Only fragments of the writings of the founders of the atomic theory have come to us.

The views of these philosophers are preserved, and doubtless amplified and modified, in a Latin poem, _Concerning the Nature of Things_, written by Lucretius, who was born a century before the beginning of our era.

Let us consider the picture given in that poem of the material universe, and the method whereby the picture was produced.[2] [2] The quotations from Lucretius are taken from Munro's translation (4th Edition, 1886).
All knowledge, said Lucretius, is based on "the aspect and the law of nature." True knowledge can be obtained only by the use of the senses; there is no other method.

"From the senses first has proceeded the knowledge of the true, and the senses cannot be refuted.
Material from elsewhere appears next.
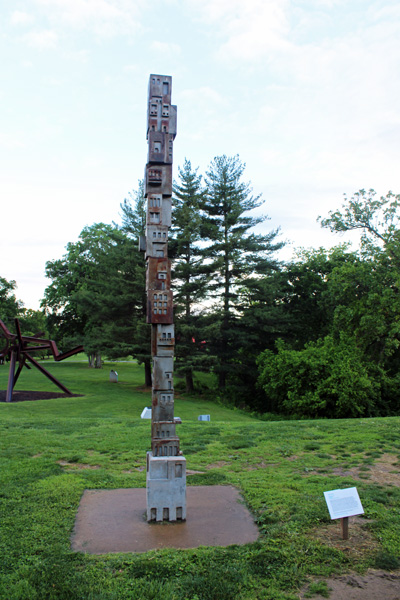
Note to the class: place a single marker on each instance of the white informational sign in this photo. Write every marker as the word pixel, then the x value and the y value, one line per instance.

Shall reason, founded on false sense, be able to contradict [the senses], wholly founded as it is on the senses?
And if they are not true, then all reason as well is rendered false." The first principle in nature is asserted by Lucretius to be that "Nothing is ever gotten out of nothing." "A thing never returns to nothing, but all things after disruption go back to the first bodies of matter." If there were not imperishable seeds of things, atoms, "first-beginnings of solid singleness," then, Lucretius urges, "infinite time gone by and lapse of days must have eaten up all things that are of mortal body." The first-beginnings, or atoms, of things were thought of by Lucretius as always moving; "there is no lowest point in the sum of the universe" where they can rest; they meet, clash, rebound, or sometimes join together into groups of atoms which move about as wholes.